Cilk McSweeney’s long list of ambitions for Calvary Christian Academy stretched beyond just winning a boys’ basketball state championship.
The coach wanted Calvary Christian to test itself against national powerhouses, so he put together one of the toughest schedules in the country.
He wanted his Eagles to feel some of the national spotlight, so he set off for a late-season tournament in Montverde with ESPN’s cameras watching.
Along the way, he wanted to win Calvary Christian’s second state title, too. After a 69-51 win against Miami Country Day in the Class 3A semifinals Wednesday, the Eagles are one win away.
“Our team is hard to beat within a 32-minute game,” McSweeney said.
Calvary Christian (16-9) only trailed at 2-0, built a 34-21 lead by halftime and led by double digits for the final 21:07 to roll past the Spartans (12-10) in the 3A semifinals.
The Eagles will return to the RP Funding Center on Friday to face Spring Hill Bishop McLaughlin the 3A championship.

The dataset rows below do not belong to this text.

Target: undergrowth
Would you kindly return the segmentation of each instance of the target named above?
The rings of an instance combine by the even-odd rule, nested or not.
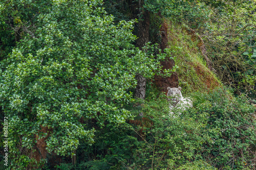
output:
[[[157,94],[157,95],[156,95]],[[150,94],[143,116],[98,130],[81,142],[72,169],[251,169],[255,167],[255,108],[223,87],[191,94],[193,107],[170,115],[163,94]],[[157,96],[159,95],[159,96]],[[69,169],[67,165],[58,166]]]
[[[168,23],[168,48],[172,51],[179,76],[179,83],[184,93],[205,91],[221,85],[216,75],[210,71],[187,26],[172,21]]]

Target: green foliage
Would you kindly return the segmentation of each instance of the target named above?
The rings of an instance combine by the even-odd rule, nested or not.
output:
[[[209,114],[205,133],[211,142],[204,144],[204,159],[218,169],[255,167],[255,108],[248,103],[248,99],[244,96],[234,98],[226,89],[195,97],[197,113]]]
[[[124,123],[132,116],[124,105],[132,100],[129,90],[136,85],[135,75],[150,78],[157,71],[155,56],[132,44],[133,21],[115,25],[113,16],[98,7],[101,3],[51,2],[43,11],[38,7],[35,28],[23,22],[29,34],[0,71],[12,168],[34,161],[28,156],[36,136],[47,138],[49,153],[71,156],[79,140],[94,142],[95,129],[79,120],[94,118],[97,128]],[[43,133],[42,127],[48,131]]]
[[[208,23],[210,10],[203,4],[195,1],[144,0],[143,7],[154,13],[177,21],[189,22],[194,27],[205,27]]]
[[[216,76],[210,71],[198,48],[197,41],[186,33],[187,26],[169,21],[168,47],[173,56],[182,94],[204,92],[221,85]]]
[[[225,1],[209,4],[213,7],[211,23],[201,34],[213,68],[221,80],[236,89],[238,94],[245,92],[255,98],[255,3]]]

Even for a program with national ambitions, another win this weekend would be monumental for Calvary Christian. The Eagles won their first state title in 2017, then fell short of the final four in each of the next three seasons before finally returning.
Miami Country Day’s run was historic, too. The Spartans lost 9 of 11 early in the season — playing against a stiff schedule of their own, including games against No. 11 Pine Crest and No. 33 Pembroke Pines Charter — before rattling off seven straight wins to reach the final four for the first time in program history.

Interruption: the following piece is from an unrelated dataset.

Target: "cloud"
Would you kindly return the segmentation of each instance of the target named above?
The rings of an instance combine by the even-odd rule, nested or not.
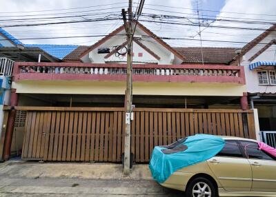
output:
[[[135,8],[137,6],[138,0],[134,1]],[[118,4],[118,3],[124,2],[124,4]],[[7,16],[12,14],[49,14],[57,12],[75,12],[76,11],[81,10],[92,10],[99,8],[112,8],[112,10],[102,10],[102,11],[91,11],[90,13],[99,13],[115,12],[117,13],[121,12],[122,8],[127,8],[127,1],[103,1],[99,2],[96,1],[77,1],[77,0],[10,0],[4,1],[2,2],[2,6],[0,7],[0,13],[5,12],[22,12],[30,10],[53,10],[53,9],[64,9],[71,8],[76,7],[83,6],[99,6],[102,4],[112,5],[106,6],[102,7],[87,8],[78,10],[56,10],[53,12],[20,12],[20,13],[2,13],[0,16]],[[195,0],[147,0],[146,1],[144,13],[149,14],[170,14],[170,15],[181,15],[187,17],[197,17],[196,10],[193,10],[195,8]],[[205,3],[202,1],[202,3]],[[159,7],[152,5],[160,5],[168,7]],[[225,17],[237,18],[235,20],[243,20],[242,19],[248,18],[250,20],[273,20],[275,21],[275,17],[269,17],[266,15],[258,15],[262,14],[275,14],[275,0],[266,0],[265,3],[264,1],[259,0],[226,0],[223,8],[221,9],[221,12],[201,12],[201,14],[214,15],[217,16],[217,19],[226,19]],[[223,4],[222,4],[223,5]],[[115,8],[119,7],[117,8]],[[180,9],[177,8],[184,8],[185,9]],[[166,10],[172,12],[166,12],[164,11],[153,10]],[[212,8],[208,8],[208,10],[212,10]],[[177,12],[179,13],[175,13]],[[241,12],[243,14],[229,12]],[[254,13],[255,14],[249,14]],[[73,15],[77,13],[63,14],[63,15]],[[48,15],[42,15],[41,17],[45,17]],[[6,17],[6,19],[10,19],[11,17]],[[1,18],[3,19],[3,18]],[[141,18],[142,19],[142,17]],[[65,19],[63,19],[65,20]],[[68,19],[66,19],[68,20]],[[159,19],[155,19],[159,20]],[[197,21],[196,19],[191,19],[194,21]],[[57,21],[57,20],[55,20]],[[166,21],[163,19],[162,21]],[[182,22],[188,22],[186,20],[183,20]],[[204,22],[210,22],[204,21]],[[199,39],[199,37],[197,35],[199,31],[199,27],[190,26],[190,25],[176,25],[171,24],[160,24],[159,23],[148,23],[141,22],[148,28],[160,37],[181,37],[187,39]],[[8,23],[11,24],[12,23]],[[7,23],[0,23],[1,25],[7,24]],[[106,34],[110,33],[112,30],[119,27],[122,24],[121,21],[102,21],[95,23],[71,23],[71,24],[62,24],[62,25],[43,25],[37,27],[20,27],[20,28],[6,28],[11,34],[16,37],[20,38],[34,38],[34,37],[70,37],[70,36],[83,36],[83,35],[97,35],[97,34]],[[212,23],[213,25],[226,25],[234,27],[250,27],[257,28],[268,28],[269,25],[264,24],[245,24],[237,23],[236,22],[228,22],[217,21]],[[202,30],[202,28],[201,28]],[[207,40],[222,40],[228,41],[242,41],[248,42],[256,37],[258,34],[262,33],[262,31],[255,30],[241,30],[237,29],[222,29],[222,28],[208,28],[202,32],[202,39]],[[197,36],[195,36],[197,35]],[[193,37],[195,36],[195,37]],[[44,39],[44,40],[28,40],[23,41],[26,43],[57,43],[57,44],[79,44],[79,45],[91,45],[100,39],[100,37],[90,37],[90,38],[74,38],[74,39]],[[166,41],[169,44],[173,46],[198,46],[200,45],[199,41],[188,41],[188,40],[170,40]],[[223,43],[216,42],[207,42],[203,41],[204,46],[220,46],[220,47],[239,47],[244,44],[235,44],[235,43]]]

In Lakeland, they met a buzzsaw.
“On film, I guess you don’t see the length,” Miami Country Day coach Ralph Mata said. “They’re really long, big, athletic, so those gaps that we normally have, they kind of shrink when you’re playing a team of that caliber athletically.”

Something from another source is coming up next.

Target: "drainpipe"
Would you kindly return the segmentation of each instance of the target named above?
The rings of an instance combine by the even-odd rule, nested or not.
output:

The lofty expectations McSweeney placed on his team in the preseason proved to be worthy. Calvary Christian boasts five players with Division I scholarship offers, beat four top-100 teams — including No. 4 Orlando Oak Ridge — and now sits at No. 29, according to MaxPreps’ national rankings.
In the semifinals, the Eagles overwhelmed the Spartans to win in another high-profile setting.
Sophomore guard Carl Cherenfant, who has an early offer from the LSU Tigers, paced the Eagles with 15 points. Junior forward Taylor Hendricks, who claims more than a dozen offers, added 12 and twin brother Tyler Hendricks, a guard with an offer from the UCF Knights, added nine. Junior Gregg Glenn, a major target for the Michigan Wolverines, chipped in 12, as did fellow guard Dylan Canoville.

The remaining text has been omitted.